Según Tanner, debemos empezar a entender que discursos porsiempristas como los de Trump quieren suprimir la nostalgia y tantas otras emociones que amenazan la reproducción de la opresión capitalista, como lo intentaron antes médicos, psiquiatras y jueces. Porque la nostalgia es capaz de cuestionar los discursos del progreso moral, la idea de que vivimos en el mejor mundo posible. La nostalgia es capaz de distanciarnos de la inmediatez, de comparar expectativas, de recordarnos promesas truncadas. Todo parece indicar, además, que no será fácilmente exterminada: aunque tengamos tanta accesibilidad y revitalización artificial como queramos, nunca podremos «revivir» el pasado, y la posibilidad de echarlo de menos siempre seguirá abierta.
Reapropiarse de la nostalgia es resistir el presente
El porsiemprismo ha reemplazado los antiguos discursos positivistas contra la nostalgia porque se ha convertido en una mejor solución a un problema perdurable del capitalismo: cómo extinguir el anhelo por tiempos pasados mientras se saca beneficio de ello. El porsiemprismo, como expone Tanner, tiene aún la misión de suprimir toda emoción que pueda amenazar el orden de trabajar y producir, incluida la tarea de mantener vivo el pasado en el presente. Cuando nada acaba, cuando todo permanece en el presente, los sentimientos asociados a los finales —sentimientos positivos como la satisfacción o el alivio, pero también tristeza, duelo y nostalgia— mutan hacia la ira y la desesperanza. La trampa del discurso porsiemprista es que promete aliviar estos sentimientos al mismo tiempo que produce otros aún más violentos.
El estadounidense logra ahora desarrollar la tentativa abierta en Las horas han perdido el reloj: reclamar el derecho a nuestra nostalgia. Proponer que quizás es demasiado lo que se atribuye a la «nostalgia», y que la auténtica nostalgia, la nuestra, es mucho menos frecuente. Su propuesta: aprender a vivirla como una emoción más, no eliminarla políticamente ni intentar aliviarla con el consumo. Quizás sentirnos nostálgicos es bueno en una situación determinada, quizás puede proveer de un sentido nuestra comprensión del pasado y el futuro que, de otra manera, perderíamos.

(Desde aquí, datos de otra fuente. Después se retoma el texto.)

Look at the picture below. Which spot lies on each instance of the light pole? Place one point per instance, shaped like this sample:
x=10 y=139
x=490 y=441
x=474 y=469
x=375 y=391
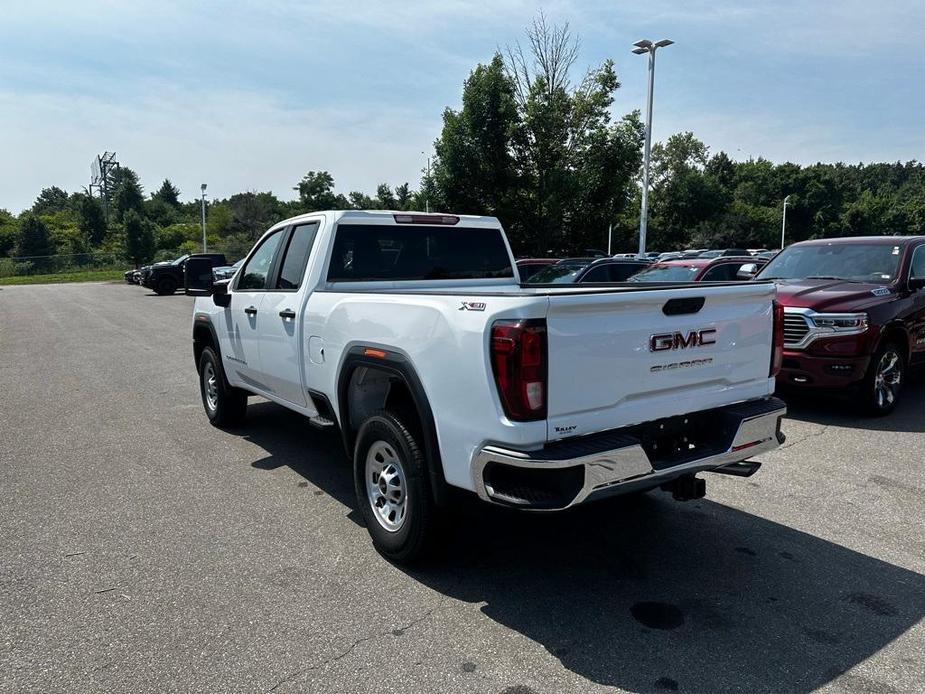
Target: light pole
x=427 y=200
x=783 y=224
x=203 y=189
x=646 y=46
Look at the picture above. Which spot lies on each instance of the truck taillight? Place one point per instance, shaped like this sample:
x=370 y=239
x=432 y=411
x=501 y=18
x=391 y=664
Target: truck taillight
x=518 y=359
x=777 y=350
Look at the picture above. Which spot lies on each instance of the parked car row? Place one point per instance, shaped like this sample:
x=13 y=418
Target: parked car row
x=624 y=269
x=166 y=277
x=854 y=308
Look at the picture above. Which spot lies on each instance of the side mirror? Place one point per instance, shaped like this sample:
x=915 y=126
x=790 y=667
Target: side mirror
x=197 y=277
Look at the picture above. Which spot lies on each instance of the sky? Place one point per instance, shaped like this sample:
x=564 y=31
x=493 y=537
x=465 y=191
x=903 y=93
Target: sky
x=251 y=94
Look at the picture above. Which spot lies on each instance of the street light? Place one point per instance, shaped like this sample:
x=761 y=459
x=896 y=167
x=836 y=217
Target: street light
x=427 y=200
x=646 y=46
x=203 y=189
x=783 y=224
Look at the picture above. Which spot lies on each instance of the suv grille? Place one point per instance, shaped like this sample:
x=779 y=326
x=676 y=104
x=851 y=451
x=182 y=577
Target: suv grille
x=795 y=328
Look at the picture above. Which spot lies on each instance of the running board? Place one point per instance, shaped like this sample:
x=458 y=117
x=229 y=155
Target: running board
x=746 y=468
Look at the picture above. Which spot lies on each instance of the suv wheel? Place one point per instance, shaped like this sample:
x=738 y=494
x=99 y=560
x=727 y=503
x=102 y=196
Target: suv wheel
x=884 y=379
x=225 y=406
x=392 y=488
x=165 y=286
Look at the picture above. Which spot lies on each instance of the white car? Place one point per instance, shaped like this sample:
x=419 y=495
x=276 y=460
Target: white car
x=412 y=335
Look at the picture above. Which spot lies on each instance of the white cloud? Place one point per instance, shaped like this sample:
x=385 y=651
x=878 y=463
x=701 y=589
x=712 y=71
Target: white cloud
x=234 y=141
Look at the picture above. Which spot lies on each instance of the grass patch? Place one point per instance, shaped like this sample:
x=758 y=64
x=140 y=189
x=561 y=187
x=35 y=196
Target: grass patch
x=85 y=276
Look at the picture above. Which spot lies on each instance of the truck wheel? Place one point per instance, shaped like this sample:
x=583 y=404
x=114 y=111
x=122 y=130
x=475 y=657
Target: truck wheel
x=393 y=490
x=884 y=380
x=166 y=286
x=225 y=406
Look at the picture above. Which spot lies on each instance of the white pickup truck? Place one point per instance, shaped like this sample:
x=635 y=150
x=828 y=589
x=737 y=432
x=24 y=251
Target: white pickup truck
x=413 y=336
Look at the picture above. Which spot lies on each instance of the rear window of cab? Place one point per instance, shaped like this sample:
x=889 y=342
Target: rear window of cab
x=371 y=252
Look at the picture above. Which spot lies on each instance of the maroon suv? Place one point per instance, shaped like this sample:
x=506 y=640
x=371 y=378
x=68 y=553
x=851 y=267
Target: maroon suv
x=854 y=314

Ahora bien, para reapropiarnos de la nostalgia, hay que volvernos quirúrgicos con el lenguaje y la crítica, separar el trigo de la nostalgia de la paja del porsiemprismo. Esto implica mirar aquel remake de Plats Bruts y preguntarnos si el anhelo por la primera vez que vimos la serie será jamás superado por un spin-off, o por la afición de volver a verla periódicamente en la nueva plataforma porsiemprista de 3Cat. Habrá, pues, que preguntarnos si la nostalgia que sentimos por la serie es deseo de que se convierta en una franquicia que nos dé más y más contenido, o anhelo de restaurar la sociedad y la política tal como eran en su tiempo, o más bien expresión del malestar por todo aquello que aquel pasado no cumplió.
Ahora, con la ayuda del último libro de Tanner, trazar la línea divisoria es más fácil: «nostalgia» será toda aquella experiencia de anhelo profundo por el pasado, mientras que «porsiemprismo» será todo aquel discurso que nos implora revivir el pasado para perpetuar el sistema capitalista y su promesa: que el ahora sea para siempre, y que siempre sea ahora.
Que nada cambie, y que, como escribía Walter Benjamin, el enemigo no pare nunca de vencer.